Attorney Nathan Chambers said Sunday that while McVeigh feels remorse for the innocent people who died in the Oklahoma City bombing, the revelation that the FBI withheld thousands of documents from defense attorneys during the bombing trial reinforced McVeigh's anti-government views.
"He's sorry that 168 people died. He takes no joy in that," said Chambers, who spoke with his client on Saturday and will meet with him again Sunday afternoon. "But in his view, in his opinion, in pursuing his goal, it was necessary."
Dan Herbeck, co-author of "American Terrorist: Timothy McVeigh & The Oklahoma City Bombing," said Sunday that the FBI gaffe set up what McVeigh would view as a perfect scenario.
"If a man can smile on death row, Tim McVeigh was smiling these last few weeks," Herbeck said. "He always believed they were withholding documents, and it turns out he was at least partially right."
McVeigh was transferred from his 8- by 10-foot cell at the U.S. Penitentiary to the holding cell at 5:10 a.m. EDT Sunday; he was secured in the cell 20 minutes later. McVeigh was cooperative and the move was without incident, U.S. Bureau of Prisons officials said.
Chambers said McVeigh is in good spirits and spending his final hours contacting those he cares about.
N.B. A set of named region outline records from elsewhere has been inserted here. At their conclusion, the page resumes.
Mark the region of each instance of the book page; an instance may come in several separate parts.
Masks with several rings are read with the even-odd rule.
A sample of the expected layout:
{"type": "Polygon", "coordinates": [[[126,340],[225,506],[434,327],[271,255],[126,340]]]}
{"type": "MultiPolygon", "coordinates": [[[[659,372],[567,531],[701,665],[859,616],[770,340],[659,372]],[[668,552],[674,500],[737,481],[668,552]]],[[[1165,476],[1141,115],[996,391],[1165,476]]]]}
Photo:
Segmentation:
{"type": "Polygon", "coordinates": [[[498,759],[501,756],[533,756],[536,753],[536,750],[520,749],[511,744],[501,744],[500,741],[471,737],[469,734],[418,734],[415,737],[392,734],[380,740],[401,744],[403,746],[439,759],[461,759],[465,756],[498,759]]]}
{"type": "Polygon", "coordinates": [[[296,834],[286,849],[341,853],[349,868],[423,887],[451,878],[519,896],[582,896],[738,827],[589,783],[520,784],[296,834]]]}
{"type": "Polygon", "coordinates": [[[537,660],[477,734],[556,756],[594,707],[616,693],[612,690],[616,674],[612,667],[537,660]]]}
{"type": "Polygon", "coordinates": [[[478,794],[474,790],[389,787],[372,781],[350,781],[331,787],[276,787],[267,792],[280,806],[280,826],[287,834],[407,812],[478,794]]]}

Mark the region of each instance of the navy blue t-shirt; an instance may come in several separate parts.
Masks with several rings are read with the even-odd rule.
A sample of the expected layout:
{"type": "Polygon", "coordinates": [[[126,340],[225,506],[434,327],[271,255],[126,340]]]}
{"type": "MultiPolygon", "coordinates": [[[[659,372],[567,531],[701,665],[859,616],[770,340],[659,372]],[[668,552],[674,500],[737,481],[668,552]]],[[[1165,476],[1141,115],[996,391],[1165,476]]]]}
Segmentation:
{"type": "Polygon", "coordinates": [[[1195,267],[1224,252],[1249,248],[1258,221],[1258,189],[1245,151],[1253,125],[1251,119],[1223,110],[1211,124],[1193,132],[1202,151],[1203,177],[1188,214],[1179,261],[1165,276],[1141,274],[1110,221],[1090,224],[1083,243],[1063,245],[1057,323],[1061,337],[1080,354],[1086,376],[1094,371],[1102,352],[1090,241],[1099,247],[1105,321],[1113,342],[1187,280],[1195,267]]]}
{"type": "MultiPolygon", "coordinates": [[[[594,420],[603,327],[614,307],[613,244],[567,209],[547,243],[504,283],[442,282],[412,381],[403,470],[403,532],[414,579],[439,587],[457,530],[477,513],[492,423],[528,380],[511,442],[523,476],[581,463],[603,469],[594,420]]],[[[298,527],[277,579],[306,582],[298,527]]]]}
McVeigh, 33, is scheduled to die by chemical injection at 8 a.m. EDT Monday, the first person to be put to death by the federal government since 1963.
White House Chief of Staff Andrew Card told Fox News Sunday that the government doesn't expect any last minute appeals.
"We think that Timothy McVeigh will have the sentence carried out," he said. "This is a terrible tragedy, and he's a pathetic character, and it's unfortunate that this is the result of just a horrible, horrible crime that he committed."
McVeigh wrote in a recent letter that he will die blaming the federal government for his actions.
In excerpts from letters to The Buffalo News released Saturday, McVeigh insisted the bombing of the Alfred P. Murrah federal building was necessary to send a message to what he called an out-of-control government.
"I am sorry these people had to lose their lives," McVeigh wrote his hometown newspaper. "But that's the nature of the beast. It's understood going in what the human toll will be."
He referred to the April 19, 1995, bombing as "a legit tactic" in his war against the government.
In Washington, an appeal was filed Saturday with the U.S. Supreme Court seeking to allow McVeigh's execution to be videotaped, part of an unrelated case alleging the death penalty is cruel and unusual punishment. The Justice Department opposed the move in a filing delivered to the high court Saturday night.
McVeigh's lawyers had wanted more time to review the nearly 4,500 pages of belatedly released FBI documents that caused the bomber's original May 16 execution date to be delayed. But their request for a stay was turned down last week by U.S. District Judge Richard Matsch in Denver and the 10th Circuit Court of Appeals.
McVeigh then abandoned efforts to receive a stay. Attorney Chris Tritico said McVeigh gave up because he was convinced the Supreme Court wouldn't grant it after the two lower courts turned him down.
"I don't view that as 'I want to die,' " Tritico said outside the federal prison. "I view that as a realization that 'I'm going nowhere with this process, so let's stop doing it."'
A friend who traveled to Terre Haute at McVeigh's request said Saturday that McVeigh would have chosen a different target had he known a day care center was in the Alfred P. Murrah Federal Building.
McVeigh, a Gulf War veteran, had called the children "collateral damage" in a book about the bombing written by the two Buffalo News reporters who received the recent letters.
"I do believe he has remorse about the innocent people and particularly the children that died in the bombing," said Bob Papovich, who lives about three miles from convicted bombing conspirator Terry Nichols' farm in Michigan, where McVeigh lived at one time.
"Had he known there was a day care center, contrary to what has been reported, he would have chose another target, there's no doubt in my mind," Papovich said.